Images used for the DL algorithm (input data)

Lumbar spine radiographs were used as input data for developing the DL algorithm. Lumbar spine radiographs that were used as input data include the anteroposterior, lateral, and bilateral oblique (left and right oblique) views. Oblique lumbar radiographs were obtained from a 45° anteroposterior orientation on both the left and right sides of each patient. Additionally, we cut each lumbar spine radiograph image into a square shape that included the vertebra corresponding to the level at which the TFESI was performed, as well as the vertebrae juxta below and above that level.

To prepare data for DL, the region of interest (ROI) was isolated, with images segmented by a physiatrist to delineate regions with critical lesions, and image dimensions were standardized. This ROI protocol positively influenced the learning efficacy of the DL model. Furthermore, image features were normalized prior to their input into the CNN model to optimize generalization capability. This approach enhances applicability of the model across diverse datasets within the medical imaging domain. Medical imaging requires precise lesion detection, therefore attributes such as brightness adjustment, blurring, and noise were not utilized in image processing methodology in this study.

Measurement of therapeutic outcome (output data)

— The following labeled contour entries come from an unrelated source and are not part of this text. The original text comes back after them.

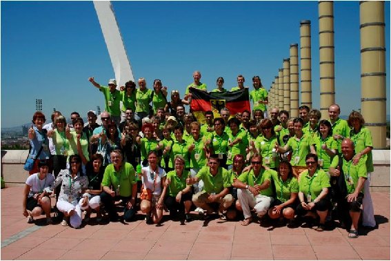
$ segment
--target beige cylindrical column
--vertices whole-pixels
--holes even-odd
[[[299,117],[299,53],[297,46],[297,44],[292,44],[289,49],[289,55],[290,57],[290,115],[295,118]]]
[[[274,76],[274,107],[279,108],[280,103],[279,97],[279,77]]]
[[[335,104],[334,68],[334,2],[319,1],[320,106],[322,119],[328,119],[328,107]]]
[[[279,69],[279,110],[283,109],[283,70]]]
[[[361,114],[374,148],[386,147],[384,1],[360,1]]]
[[[285,58],[283,63],[283,109],[290,110],[290,59]]]
[[[301,104],[312,108],[312,90],[311,87],[311,21],[300,22],[300,64],[301,83]]]

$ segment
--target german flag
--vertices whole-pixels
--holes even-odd
[[[231,115],[237,113],[243,113],[248,110],[251,111],[248,88],[225,93],[207,93],[205,91],[190,88],[192,94],[190,108],[197,119],[201,123],[205,122],[203,112],[212,110],[214,117],[220,117],[220,110],[225,107],[230,110]]]

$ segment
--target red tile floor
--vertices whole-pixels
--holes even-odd
[[[219,219],[206,226],[199,220],[156,226],[139,213],[128,224],[91,223],[77,230],[39,220],[29,224],[22,192],[1,190],[1,260],[390,260],[389,193],[372,193],[379,228],[348,239],[339,228],[317,232]]]

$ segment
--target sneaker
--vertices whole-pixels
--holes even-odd
[[[28,224],[34,223],[34,218],[32,218],[31,215],[29,215],[28,218],[27,218],[27,222]]]
[[[52,218],[46,218],[46,224],[53,224],[53,220],[52,220]]]
[[[61,221],[61,226],[68,226],[68,223],[67,223],[66,220],[63,220],[63,221]]]

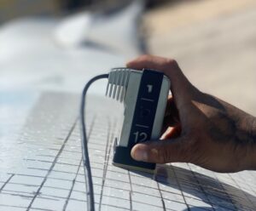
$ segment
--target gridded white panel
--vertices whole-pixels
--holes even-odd
[[[1,211],[86,210],[78,100],[44,94],[25,122],[15,117],[24,120],[26,115],[15,112],[26,103],[22,100],[5,119],[17,129],[0,136],[1,153],[9,155],[0,160]],[[96,210],[256,210],[256,172],[217,174],[177,163],[159,165],[152,175],[113,166],[120,107],[109,100],[89,99],[86,121]]]

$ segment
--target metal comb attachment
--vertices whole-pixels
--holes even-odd
[[[109,72],[106,96],[112,97],[120,102],[124,101],[131,69],[114,68]]]

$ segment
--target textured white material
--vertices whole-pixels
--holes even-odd
[[[4,104],[12,106],[9,119],[0,121],[6,123],[1,132],[16,128],[15,133],[0,137],[0,210],[86,210],[77,121],[79,98],[26,94],[30,103],[22,98],[11,102],[22,93],[0,95],[0,111]],[[96,210],[256,210],[253,171],[217,174],[177,163],[158,165],[152,175],[113,166],[113,141],[122,114],[119,104],[113,103],[88,98],[86,122]],[[17,117],[22,107],[23,116]]]

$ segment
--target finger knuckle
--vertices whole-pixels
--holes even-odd
[[[169,66],[172,66],[172,67],[177,67],[177,60],[173,60],[173,59],[166,59],[166,64]]]

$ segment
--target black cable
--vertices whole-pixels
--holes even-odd
[[[91,78],[85,85],[83,90],[81,107],[80,107],[80,121],[81,121],[81,145],[82,145],[82,155],[83,155],[83,163],[84,163],[84,178],[86,184],[86,196],[87,196],[87,210],[95,211],[94,206],[94,191],[93,191],[93,183],[92,183],[92,175],[90,170],[88,146],[87,146],[87,136],[86,136],[86,128],[85,128],[85,118],[84,118],[84,111],[85,111],[85,97],[89,87],[95,81],[102,78],[108,78],[108,74],[102,74],[96,76]],[[87,178],[86,178],[87,177]]]

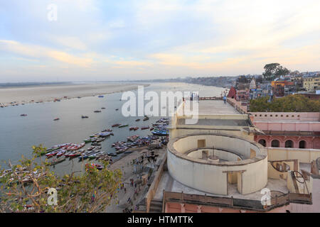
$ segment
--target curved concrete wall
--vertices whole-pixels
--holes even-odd
[[[200,149],[195,151],[193,151],[187,155],[188,157],[193,157],[193,158],[202,158],[202,151],[203,150],[207,150],[208,155],[215,155],[219,157],[220,160],[224,160],[228,162],[236,162],[238,160],[238,159],[242,160],[241,157],[239,155],[237,155],[234,153],[226,152],[221,150],[216,150],[214,149],[214,151],[213,149]]]
[[[212,134],[214,135],[214,134]],[[185,153],[188,150],[196,148],[198,140],[206,140],[206,148],[223,148],[240,153],[245,159],[250,157],[250,149],[261,155],[260,148],[248,140],[230,135],[197,135],[183,136],[174,143],[174,148],[179,153]]]
[[[206,147],[215,144],[233,150],[247,159],[237,162],[215,162],[188,157],[183,153],[196,148],[198,140],[206,139]],[[168,145],[168,169],[178,182],[208,193],[228,194],[228,173],[238,172],[240,192],[252,193],[264,188],[267,182],[267,155],[265,149],[255,143],[221,135],[190,135],[177,138]],[[250,149],[257,155],[250,158]],[[238,184],[239,188],[239,184]]]

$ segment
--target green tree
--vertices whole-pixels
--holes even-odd
[[[0,170],[0,212],[102,212],[117,197],[122,172],[108,170],[107,162],[101,170],[82,162],[80,172],[60,177],[41,158],[46,148],[33,149],[32,158],[22,156],[15,165],[9,161],[11,170]],[[57,205],[48,204],[50,188],[57,190]]]
[[[265,79],[271,81],[280,76],[284,76],[290,72],[286,67],[279,63],[267,64],[264,67],[265,72],[262,74]]]
[[[252,112],[320,112],[320,100],[294,94],[268,102],[269,97],[252,99],[250,103]]]

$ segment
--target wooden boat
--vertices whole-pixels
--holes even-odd
[[[160,136],[169,135],[169,133],[166,131],[154,131],[152,132],[152,134]]]
[[[90,169],[97,168],[99,170],[103,169],[103,166],[102,165],[101,165],[100,164],[96,164],[96,163],[91,163],[91,164],[87,163],[87,164],[85,164],[85,167],[87,168],[88,168],[88,169],[89,168],[90,168]]]
[[[87,150],[92,150],[95,147],[95,146],[91,146],[89,148],[87,148]]]
[[[51,151],[51,152],[50,152],[50,153],[46,154],[46,156],[47,156],[48,157],[55,156],[55,155],[56,154],[58,154],[60,150],[61,150],[60,149],[58,149],[58,150],[56,150]]]
[[[63,155],[67,151],[65,150],[61,150],[57,153],[57,157],[60,157]]]

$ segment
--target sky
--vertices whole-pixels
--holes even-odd
[[[0,0],[0,82],[318,71],[319,12],[319,0]]]

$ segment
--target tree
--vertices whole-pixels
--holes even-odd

Pain severity at pretreatment and 2-month follow-up after TFESI was assessed on the NRS (0 = no pain; 10 = worst pain). The NRS data were collected via chart review. A “favorable outcome” was defined as a ≥ 50% reduction in NRS score at 2 months post-TFESI versus the pretreatment NRS score. A “poor outcome” was defined as a < 50% reduction in NRS score at 2 months post-TFESI versus the pretreatment score. To validate the change in pain reduction, NRS scores were evaluated by assessing the difference between the pretreatment NRS scores and the 2-month post-treatment scores (change in NRS [%] = [pretreatment score − 2 months post-TFESI score]/pretreatment score × 100).

DL algorithms

Python 3.8.10, scikit-learn 1.1.2, and TensorFlow 2.13.0 with Keras were used to develop the CNN model for predicting TFESI outcomes. We concurrently fed four X-ray ROI images (anteroposterior, lateral, left oblique, and right oblique) into the EfficientNetV2S CNN model for training. We employed a range of optimizers, learning rates, and batch sizes, integrating dropout regularization techniques to mitigate overfitting. Table 2 provides detailed information about the proposed model. The table is based on the outputs generated using TensorFlow’s model.summary() function. Figure 3 offers a concise summary of each phase within the model training procedure.

Table 2 TFESI model detail.
Figure 3
figure 3

Diagram of the process for the development of the deep learning model for predicting the therapeutic outcome after transforaminal epidural steroid injection in patients with lumbosacral radicular pain due to lumbar spinal stenosis. ROI, region of interest; AUC, area under the curve.

Statistical analysis

Statistical analyses were executed utilizing Python 3.8.10 and scikit-learn version 1.1.2. A receiver operating characteristic (ROC) curve analysis was conducted, and the area under the curve (AUC) was computed. The 95% confidence interval (CI) for the AUC was determined following the method outlined by DeLong et al.22. Scikit-learn was employed for computing both the ROC curve and AUC. The classification report function in scikit-learn was employed to compute the accuracy, class-specific precision, recall, and F1 score.